I loved hearing Emma Kirkby join these virtuoso gambists in a program which brought together scholarship and deep musicality, melancholy and gaiety, inventive composers and extraordinary poets, drawn together with history and clever detective work to give us ‘Music for a while, (which) shall all your cares beguile.’

Every age needs its poets and musicians to beguile us when times are complicated and challenging. And they always are. Thank heaven, then, for musicians and a singer who make us feel our kinship with our distant ancestors and find solace and harmony in that kinship.
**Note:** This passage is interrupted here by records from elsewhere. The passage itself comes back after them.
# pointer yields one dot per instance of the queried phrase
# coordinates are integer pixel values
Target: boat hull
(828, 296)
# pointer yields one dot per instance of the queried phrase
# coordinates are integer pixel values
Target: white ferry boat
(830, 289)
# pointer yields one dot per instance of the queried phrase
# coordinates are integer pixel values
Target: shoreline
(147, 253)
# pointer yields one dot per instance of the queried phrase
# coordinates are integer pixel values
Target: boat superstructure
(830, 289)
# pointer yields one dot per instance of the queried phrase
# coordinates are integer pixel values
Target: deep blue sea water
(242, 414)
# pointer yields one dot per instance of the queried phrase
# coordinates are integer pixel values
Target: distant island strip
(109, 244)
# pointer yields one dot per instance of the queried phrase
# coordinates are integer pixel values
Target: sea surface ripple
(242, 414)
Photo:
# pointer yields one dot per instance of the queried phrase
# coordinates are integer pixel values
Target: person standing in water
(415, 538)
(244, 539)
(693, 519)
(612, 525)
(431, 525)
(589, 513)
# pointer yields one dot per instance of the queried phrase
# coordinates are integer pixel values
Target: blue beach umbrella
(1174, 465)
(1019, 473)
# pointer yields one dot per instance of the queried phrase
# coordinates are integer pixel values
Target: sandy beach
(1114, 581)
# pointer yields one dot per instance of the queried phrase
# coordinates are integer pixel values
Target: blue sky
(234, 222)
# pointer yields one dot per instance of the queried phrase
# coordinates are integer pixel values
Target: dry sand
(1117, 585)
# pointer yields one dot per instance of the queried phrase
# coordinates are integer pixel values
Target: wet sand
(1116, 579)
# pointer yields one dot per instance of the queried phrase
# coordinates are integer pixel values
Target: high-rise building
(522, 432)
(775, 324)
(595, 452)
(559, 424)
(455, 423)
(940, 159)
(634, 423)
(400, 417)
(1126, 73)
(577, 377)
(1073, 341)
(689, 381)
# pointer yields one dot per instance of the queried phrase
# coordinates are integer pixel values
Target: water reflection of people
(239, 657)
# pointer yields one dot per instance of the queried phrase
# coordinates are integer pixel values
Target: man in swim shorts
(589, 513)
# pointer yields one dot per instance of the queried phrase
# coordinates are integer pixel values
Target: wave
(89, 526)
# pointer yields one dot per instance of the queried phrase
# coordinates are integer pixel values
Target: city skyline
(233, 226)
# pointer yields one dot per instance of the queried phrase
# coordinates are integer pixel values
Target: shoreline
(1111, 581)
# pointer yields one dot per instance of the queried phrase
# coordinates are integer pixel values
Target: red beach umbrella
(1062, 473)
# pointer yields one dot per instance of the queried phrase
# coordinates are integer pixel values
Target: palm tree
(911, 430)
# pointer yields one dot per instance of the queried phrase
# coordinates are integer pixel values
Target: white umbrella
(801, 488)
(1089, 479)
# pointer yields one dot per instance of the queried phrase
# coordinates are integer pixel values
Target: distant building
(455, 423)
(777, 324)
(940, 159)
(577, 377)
Posted by Bill McGlaughlin at November 21, 2005 5:42 PM

 

Comments

Thank you very much for this program (and others in the same vein, notablely the one mentioned with Ms. Gillespie and Fantasam) with this delightful instrumental grouping; the consort of viols. I have complete concordance with Mr. McGlaughlin's opinion that music never got much better than this. It speaks deeply to both emotion and the mind. I too have been a fan of Ms. Kirkby's voice for quite a while; she sings, not 'warbles'----- excellent! The seventeenth century was a fascinating time with the stirrings of the Enlightenment and the birth of science and the political libertarianisim of the Levelers but this music; while not modern like these other emanations of the time nevertheless strikes a harmonious chord that resonates still in this listeners ear.

By R.R.Schoettker at November 27, 2005 6:46 PM

 

Thanks to Bill for the substantive and wonderful introduction. This program settles it: bring back the Enlightenment, jettison intelligent design (which is surely evidence of devolution).

It's wonderful that Fretwork and Ms. Kirby have taken up the mantel of this music. How else could we be transported to a better time? No wonder Shakespeare had the equanimity to write as he did. "If music be the fruit of...."love, was it?

John Niesyn

By John Niesyn at November 27, 2005 10:21 PM

 

I found this hour utterly beautiful and entrancing. We hadn't known of Emma Kirkby until hearing her a few weeks ago
on your program, one of our favorites, and then became detectives in trying to track down her other recordings. That wasn't hard! Thank you so much for introducing us to her and Fretwork. We are grateful for Saint Paul Sunday Morning each week.